I don’t think measuring provinces against each other is particularly useful. The benchmark should be what has been delivered within a province versus what has arrived and could have been delivered. Evaluate Alberta within Alberta, Ontario within Ontario. The provinces should be a conduit to immunize as fast as the feds can deliver shots. Attempts at precision and specificity in delivery appear to be slowing things unduly.
 
So AB has 12.4% population at one-shot and Ontario has 14.3% by CBC’s numbers.

So Altair’s horrible Ontario actually has a greater percentage of citizens vaccinated at this point than the Alberta he crows about. So Ontario needs to be 1.9% worse to be as good as the better?
Alberta has gotten less vaccines per percentage of population.

10 percent of the vaccines handed out versus 11.5 percent of the national population.

So due to this, they have a harder time keeping up with Ontario, who has received 40 percent of the vaccines for their 39 percent of the population.

All said, seeing as Alberta is doing a much better job actually getting most of their jabs in arms instead of stockpiling them for...whatever reason Ontario is doing it, you should maybe tone down your mocking. It isn't working. I love checking these numbers. I could do this all day.
 
Every jail in Ontario has been offered in house shots for guards and inmates. Large percentage of inmates would not partake.
The fact you don't know that means to me that there is media phugery going on to make things seem worse.
 
We clearly on a par with the highly bureaucratic European community when it comes to acquiring and distributing these vaccines and fall well behind our British and American cousins. Hard to believe that the British health system is outperforming us.

🍻 🤔

Not really hard at all. The OECD has been publishing data on health care for years ~ OECD Health Statistics 2020 - OECD ~ and Canada has, consistently, been amongst the countries with more expensive health care systems but, also, near the very bottom of the heap when it comes to health care quality as the OECD defines "outcomes."

A solid majority of Canadians believes that Canada's health care system is "world-class" and so on, while, much to the intense satisfaction of most people on the über progressive left, Americans are dying on the street because they have no health insurance or something. A solid majority of Canadians are delusional ... on both counts.

The Canada Health Act imposes a single-payer system that is unsustainable. Almost every OECD country has universal health care (I"m not sure about Chile and Columbia) but only one has a law that forbids private funding. Every year, here in Canada, elected leaders must decide how to fund an ever-growing demand for health services. They have two choices: 1. raise taxes ~ something that can be political suicide; or 2. cut funding for e.g. education or transportation. They can also beg Ottawa to increase transfers.
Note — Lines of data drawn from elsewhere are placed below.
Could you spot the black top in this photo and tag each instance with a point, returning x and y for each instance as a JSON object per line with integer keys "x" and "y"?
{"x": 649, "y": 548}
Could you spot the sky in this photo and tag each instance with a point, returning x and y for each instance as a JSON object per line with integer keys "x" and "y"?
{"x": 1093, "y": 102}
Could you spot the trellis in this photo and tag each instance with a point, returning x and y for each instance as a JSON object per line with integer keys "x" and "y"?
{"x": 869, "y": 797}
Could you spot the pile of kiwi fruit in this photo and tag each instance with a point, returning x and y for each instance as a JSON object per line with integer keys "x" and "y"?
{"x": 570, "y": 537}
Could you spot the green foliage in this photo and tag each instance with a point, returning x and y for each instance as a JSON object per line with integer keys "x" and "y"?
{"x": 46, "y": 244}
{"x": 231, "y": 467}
They cannot tell people to buy additional health insurance as the people of Australia, Belgium, the Czech Republic, Denmark and Estonia all do. There might be a reason why no other OECD country ever copied Canada's health care system.
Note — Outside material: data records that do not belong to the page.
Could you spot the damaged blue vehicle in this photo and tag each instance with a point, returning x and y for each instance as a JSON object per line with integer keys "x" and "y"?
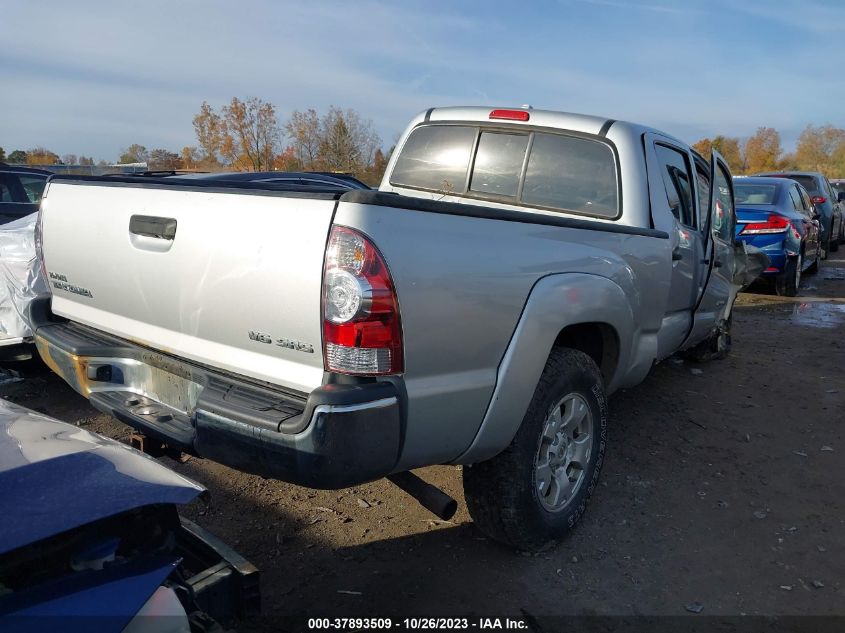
{"x": 91, "y": 538}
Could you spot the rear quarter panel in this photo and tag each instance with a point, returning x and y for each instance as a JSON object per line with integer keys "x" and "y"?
{"x": 462, "y": 284}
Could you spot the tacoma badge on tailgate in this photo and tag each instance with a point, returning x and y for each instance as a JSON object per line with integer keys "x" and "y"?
{"x": 299, "y": 346}
{"x": 60, "y": 283}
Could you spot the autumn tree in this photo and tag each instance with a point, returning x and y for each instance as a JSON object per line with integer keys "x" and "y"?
{"x": 287, "y": 160}
{"x": 244, "y": 134}
{"x": 763, "y": 150}
{"x": 303, "y": 129}
{"x": 164, "y": 159}
{"x": 208, "y": 126}
{"x": 134, "y": 154}
{"x": 703, "y": 147}
{"x": 347, "y": 142}
{"x": 190, "y": 157}
{"x": 731, "y": 151}
{"x": 41, "y": 156}
{"x": 821, "y": 149}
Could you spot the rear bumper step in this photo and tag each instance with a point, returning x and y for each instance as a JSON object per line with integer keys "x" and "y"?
{"x": 337, "y": 436}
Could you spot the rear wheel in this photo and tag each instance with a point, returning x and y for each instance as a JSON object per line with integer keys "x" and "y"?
{"x": 532, "y": 493}
{"x": 787, "y": 284}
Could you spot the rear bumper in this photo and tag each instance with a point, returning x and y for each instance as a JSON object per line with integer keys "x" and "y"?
{"x": 336, "y": 436}
{"x": 775, "y": 247}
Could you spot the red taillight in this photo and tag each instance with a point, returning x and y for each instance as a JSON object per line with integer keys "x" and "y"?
{"x": 773, "y": 224}
{"x": 510, "y": 115}
{"x": 361, "y": 330}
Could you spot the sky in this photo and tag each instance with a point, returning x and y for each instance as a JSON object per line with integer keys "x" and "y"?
{"x": 91, "y": 78}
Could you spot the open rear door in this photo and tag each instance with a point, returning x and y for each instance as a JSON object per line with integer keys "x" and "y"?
{"x": 716, "y": 299}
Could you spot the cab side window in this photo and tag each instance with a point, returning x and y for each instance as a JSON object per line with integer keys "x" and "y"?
{"x": 796, "y": 200}
{"x": 677, "y": 179}
{"x": 807, "y": 203}
{"x": 703, "y": 195}
{"x": 724, "y": 220}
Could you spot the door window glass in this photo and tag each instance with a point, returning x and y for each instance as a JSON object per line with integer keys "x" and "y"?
{"x": 724, "y": 218}
{"x": 703, "y": 196}
{"x": 796, "y": 199}
{"x": 675, "y": 169}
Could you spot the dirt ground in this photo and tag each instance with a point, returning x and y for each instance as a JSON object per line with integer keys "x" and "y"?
{"x": 724, "y": 485}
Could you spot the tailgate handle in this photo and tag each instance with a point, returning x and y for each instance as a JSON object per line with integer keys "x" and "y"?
{"x": 153, "y": 226}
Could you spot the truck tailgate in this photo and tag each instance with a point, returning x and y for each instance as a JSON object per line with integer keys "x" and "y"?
{"x": 237, "y": 287}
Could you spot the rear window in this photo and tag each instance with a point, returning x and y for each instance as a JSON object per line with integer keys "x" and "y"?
{"x": 561, "y": 172}
{"x": 576, "y": 174}
{"x": 808, "y": 182}
{"x": 498, "y": 163}
{"x": 754, "y": 194}
{"x": 435, "y": 157}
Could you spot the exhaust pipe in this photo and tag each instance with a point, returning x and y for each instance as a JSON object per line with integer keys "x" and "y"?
{"x": 430, "y": 497}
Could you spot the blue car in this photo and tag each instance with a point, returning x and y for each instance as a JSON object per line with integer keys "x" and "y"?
{"x": 90, "y": 538}
{"x": 778, "y": 216}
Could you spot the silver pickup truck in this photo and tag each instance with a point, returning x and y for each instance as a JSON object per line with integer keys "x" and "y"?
{"x": 515, "y": 267}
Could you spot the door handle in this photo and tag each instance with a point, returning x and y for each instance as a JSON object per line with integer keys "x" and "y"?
{"x": 153, "y": 226}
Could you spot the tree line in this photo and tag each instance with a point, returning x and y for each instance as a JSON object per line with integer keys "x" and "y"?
{"x": 819, "y": 148}
{"x": 246, "y": 135}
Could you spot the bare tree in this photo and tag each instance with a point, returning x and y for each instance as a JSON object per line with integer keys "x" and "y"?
{"x": 164, "y": 159}
{"x": 135, "y": 153}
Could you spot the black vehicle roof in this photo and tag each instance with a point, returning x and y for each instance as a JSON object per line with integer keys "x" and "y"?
{"x": 764, "y": 180}
{"x": 342, "y": 180}
{"x": 25, "y": 170}
{"x": 787, "y": 174}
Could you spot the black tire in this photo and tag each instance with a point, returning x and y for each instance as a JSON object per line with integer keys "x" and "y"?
{"x": 502, "y": 493}
{"x": 787, "y": 284}
{"x": 813, "y": 268}
{"x": 715, "y": 347}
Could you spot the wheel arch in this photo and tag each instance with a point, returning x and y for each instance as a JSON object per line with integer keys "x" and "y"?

What Tommy Douglas promised, back in the 1950s, was relief from "catastrophic medical bills." No one, I hope, wants to go back to the days ~ and they really existed ~ when the state of the family purse decided if a doctor could be called or home remedies would have to suffice. But few people expected to walk out of a doctor's office without having to have paid at least something for the service rendered. The Canada Health Act takes Karl Marx's dictum of "from each according to his ability, to each according to his needs" to its logical extreme.